İlk uzun mesafe koşum: 2013 Paris Yarı Maratonu

10.3.13

Sabah erkenden kalktık! Start noktasına. Dondurucu sabah ayazına rağmen, Nasıl bir coşkulu kalabalık! Koşacaklar, destek için gelenler! İnsan daha koşmaya başlamadan daha acayip motive oluyor. Atmosfer muhteşem! 
Maratona kaydol diye motive eden Cesare ve Adri! Bir işe kalkıştık ya, bu iki arkadaş sorumlu!

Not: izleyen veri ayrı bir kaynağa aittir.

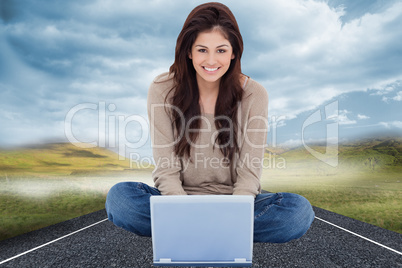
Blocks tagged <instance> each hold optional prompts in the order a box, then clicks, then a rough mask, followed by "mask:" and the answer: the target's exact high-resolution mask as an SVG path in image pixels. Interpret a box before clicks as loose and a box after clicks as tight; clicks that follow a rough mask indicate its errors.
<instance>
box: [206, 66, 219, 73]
mask: <svg viewBox="0 0 402 268" xmlns="http://www.w3.org/2000/svg"><path fill="white" fill-rule="evenodd" d="M203 68H204V70H206V71H208V72H215V71H217V70H218V69H219V67H216V68H208V67H205V66H203Z"/></svg>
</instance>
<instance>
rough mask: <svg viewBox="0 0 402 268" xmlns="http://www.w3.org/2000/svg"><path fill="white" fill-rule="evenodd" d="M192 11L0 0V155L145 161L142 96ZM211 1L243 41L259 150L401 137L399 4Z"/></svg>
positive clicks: (286, 1) (171, 49)
mask: <svg viewBox="0 0 402 268" xmlns="http://www.w3.org/2000/svg"><path fill="white" fill-rule="evenodd" d="M204 2H205V1H188V0H174V1H161V0H149V1H139V0H119V1H112V0H94V1H89V0H86V1H78V0H77V1H62V0H55V1H50V0H48V1H44V0H31V1H22V0H0V147H10V146H22V145H27V144H37V143H43V142H66V141H68V142H83V143H87V144H89V145H97V146H100V147H106V148H109V149H111V150H114V151H116V152H118V153H119V154H121V155H127V153H128V152H135V153H136V154H137V156H138V157H148V156H150V155H152V152H151V145H150V140H149V130H148V128H149V123H148V116H147V112H146V111H147V109H146V103H147V102H146V98H147V91H148V87H149V85H150V83H151V82H152V80H153V78H154V77H155V76H157V75H158V74H160V73H163V72H166V71H168V69H169V67H170V65H171V64H172V63H173V60H174V49H175V43H176V38H177V35H178V34H179V32H180V30H181V27H182V26H183V23H184V21H185V19H186V17H187V15H188V14H189V12H190V11H191V10H192V9H193V8H194V7H195V6H197V5H198V4H200V3H204ZM222 3H224V4H226V5H227V6H229V8H230V9H231V10H232V12H233V13H234V15H235V17H236V19H237V21H238V24H239V27H240V31H241V33H242V36H243V39H244V45H245V50H244V53H243V57H242V71H243V73H244V74H246V75H248V76H250V77H251V78H252V79H254V80H256V81H257V82H259V83H260V84H262V85H263V86H264V87H265V88H266V90H267V92H268V94H269V97H270V102H269V108H268V110H269V111H268V112H269V121H270V129H269V136H268V140H267V143H268V144H269V145H270V146H297V145H300V144H302V143H303V142H305V141H306V142H316V141H321V142H325V141H327V142H329V141H331V140H332V141H348V140H351V139H356V138H360V137H370V136H373V135H400V134H401V133H402V118H401V114H402V64H401V62H402V27H401V26H402V1H396V0H389V1H385V0H373V1H372V0H358V1H346V0H327V1H324V0H287V1H275V0H266V1H255V0H250V1H237V0H236V1H222ZM317 116H318V117H317ZM317 118H318V119H317ZM333 124H336V132H331V133H329V132H330V131H329V128H328V126H329V125H333Z"/></svg>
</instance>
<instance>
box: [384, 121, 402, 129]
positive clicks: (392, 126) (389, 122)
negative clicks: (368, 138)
mask: <svg viewBox="0 0 402 268" xmlns="http://www.w3.org/2000/svg"><path fill="white" fill-rule="evenodd" d="M379 125H381V126H384V127H385V128H388V129H389V128H399V129H402V121H392V122H380V123H379Z"/></svg>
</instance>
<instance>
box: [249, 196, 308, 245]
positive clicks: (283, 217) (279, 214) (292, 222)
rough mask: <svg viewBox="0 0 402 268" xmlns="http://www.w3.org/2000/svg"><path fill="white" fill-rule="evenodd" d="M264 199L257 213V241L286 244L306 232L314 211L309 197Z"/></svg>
mask: <svg viewBox="0 0 402 268" xmlns="http://www.w3.org/2000/svg"><path fill="white" fill-rule="evenodd" d="M261 197H262V196H261ZM261 197H259V198H258V201H257V202H259V203H258V205H257V204H256V208H257V211H255V212H256V214H255V219H254V240H255V242H271V243H285V242H288V241H290V240H293V239H297V238H300V237H301V236H303V235H304V234H305V233H306V232H307V230H308V229H309V227H310V225H311V223H312V221H313V219H314V211H313V209H312V207H311V205H310V203H309V202H308V200H307V199H306V198H304V197H302V196H300V195H297V194H291V193H277V194H268V195H266V196H264V197H263V198H261Z"/></svg>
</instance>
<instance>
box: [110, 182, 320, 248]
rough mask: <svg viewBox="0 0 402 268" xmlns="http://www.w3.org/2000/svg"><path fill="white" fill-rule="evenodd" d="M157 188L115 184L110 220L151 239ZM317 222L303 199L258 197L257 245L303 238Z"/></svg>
mask: <svg viewBox="0 0 402 268" xmlns="http://www.w3.org/2000/svg"><path fill="white" fill-rule="evenodd" d="M160 194H161V193H160V192H159V191H158V189H156V188H154V187H150V186H148V185H146V184H144V183H141V182H121V183H118V184H116V185H114V186H113V187H112V188H111V189H110V191H109V193H108V195H107V198H106V205H105V206H106V212H107V215H108V218H109V220H110V221H112V222H113V223H114V224H115V225H117V226H119V227H122V228H124V229H126V230H128V231H130V232H133V233H135V234H137V235H141V236H151V216H150V204H149V198H150V197H151V195H160ZM313 220H314V211H313V209H312V207H311V205H310V203H309V202H308V201H307V199H305V198H304V197H302V196H300V195H297V194H291V193H264V194H259V195H257V197H256V198H255V202H254V242H269V243H285V242H288V241H290V240H293V239H296V238H299V237H301V236H303V235H304V234H305V233H306V232H307V230H308V229H309V228H310V225H311V223H312V222H313Z"/></svg>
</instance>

Koşmaya önce parkın içinde başlıyoruz. Sonra yavaş yavaş şehrin içine dalıyoruz. O ilk 5 km biraz zor geçiyor. Koşmaya programlamaya çalışıyorum beynimi. 

Şehir derken Paris'in en merkezi yolları kapatılmış, Senn nehrini takip ederek, Notr Dame katedrali yanından geçiyoruz. Koşarken hissiyatım şöyle.. Sanki ben duruyorum da, Paris yanımdan akıyor, sıfır yorgunluk! 5. kilometreden sonrası nasıl geçti anlamadım.. Farkında olmadan koşmamı, insanlara borçluyum. Tanımadığım yüzlerce Parisli'ye.. Maraton boyunca heryerdeler, coşkuyla karşılıyorlar her geleni! Adeta beni desteklemeye gelmiş gibiler.. Açılmış pankartlar var! Okuya okuya gidiyorum! Koş seni kim tutar! Bir güzel üstüme alınırım tabii;) Sonra çak bir beşlik diye el açmış insanlar var gülümsüyor, elleri boş bırakmıyorum! Çocuklar için özellikle yavaşlıyorum, ıskalamak kesinlikle istemiyorum! 

Ipodumu dinliyrdum başta, çok sürmedi çıkardım.. Şehri insanları dinleyerek gitmek daha motive ediciydi.. Herkes maratoncuları desteklemeye gelmiş. Kulakları kapamak olur mu hiç?!

Mesela, canlı müzik yapanlar var, onlara kocaman alkış!! Hepsi birbirinden ilginç kostümler içinde! O kadar andayım ki başka hiçbirşey düşünmüyorum zaten düşünemiyorum!

10.kilometreye gelecekti Murat öyle anlaşmıştık. Ona bakınıyorum, iyiyim herşey süper gidiyor beklediğimden kolay gidiyor demek istiyorum! Murat'ı görüyorum, yanıma geliyor biraz beraber koşuyoruz. Sonra bırakıyor ben devam ediyorum.

Kalan yarısını da aynı şekilde daha da heyecanlanarak koşuyorum. Artık otomatiğe bağlamış durumdayım, su noktasından su almak için yavaşlıyorum yürüyemiyorum bacaklar bir tuhaf gidiyor sanki ilk defa yürüyorum. Suyu içip de devam ediyorum. 

Ara ara yavaşladığım oluyor son 5 kmde. Yanımdan geçen diğer katılımcılar cesaretlendiriyorlar hadi yapbilriisn diyorlar biraz daha gaza basıyorum! Biraz da muz vs takviyesiyle devam ediyorum.. 
Derken bir bakmışım finish noktasına ulaşıyorum! İnanamıyorum! Kalbim küt küt atıyor, heyecandan..

İlk uzun koşumdu! Bitiyorum ve ağlıyorum duygular seli! Kendimle acayip gurur duyuyorum! İnanamıyorum başarabildiğime. Madalyamı alıyorum!
Yani bir ara sonuncu falan olur muyum diye endişelenmiştim, koşarken anladım ne kadar saçma bir düşünceymiş, mesele aslında bu işe girişmeye kalkışmak. Yürüyerek de olsa tamamlamak mühim olan, kimseyle yarışmıyorsunuz. Herkes kendiyle başbaşa.. 

Aman alt tarafı bi yarı maraton koştu demeyin. Dünya için küçük benim için büyük adım.. 3 ay önce bu işe kalkıştığımda 15 dakika koşsam nefes nefese kalan ben, 21.4 km'yi 2 saat 15 dakika hiç durmadan koşmuşum! Hiç fena değil. 

Murat'ı görüyorum, tanıdık yüz kalabalığın içinde ne iyi geliyor paylaşmam lazım çünkü..

Sonra düşünüyorum, kaç yaşıma gelmişim ben ilk defa yaptım böyle birşeyi.. Bu avrupalı ofis arkadaşlarım var ya, onlar için o kadar normal birşey ki maratonlara triatlonlara katılmak! Koştum ya şimdi anlıyorum esas, bu acayip bağımlılık yapıcı birşey, insan bir kere yaptı mı, hep yapası gelir hakkaten!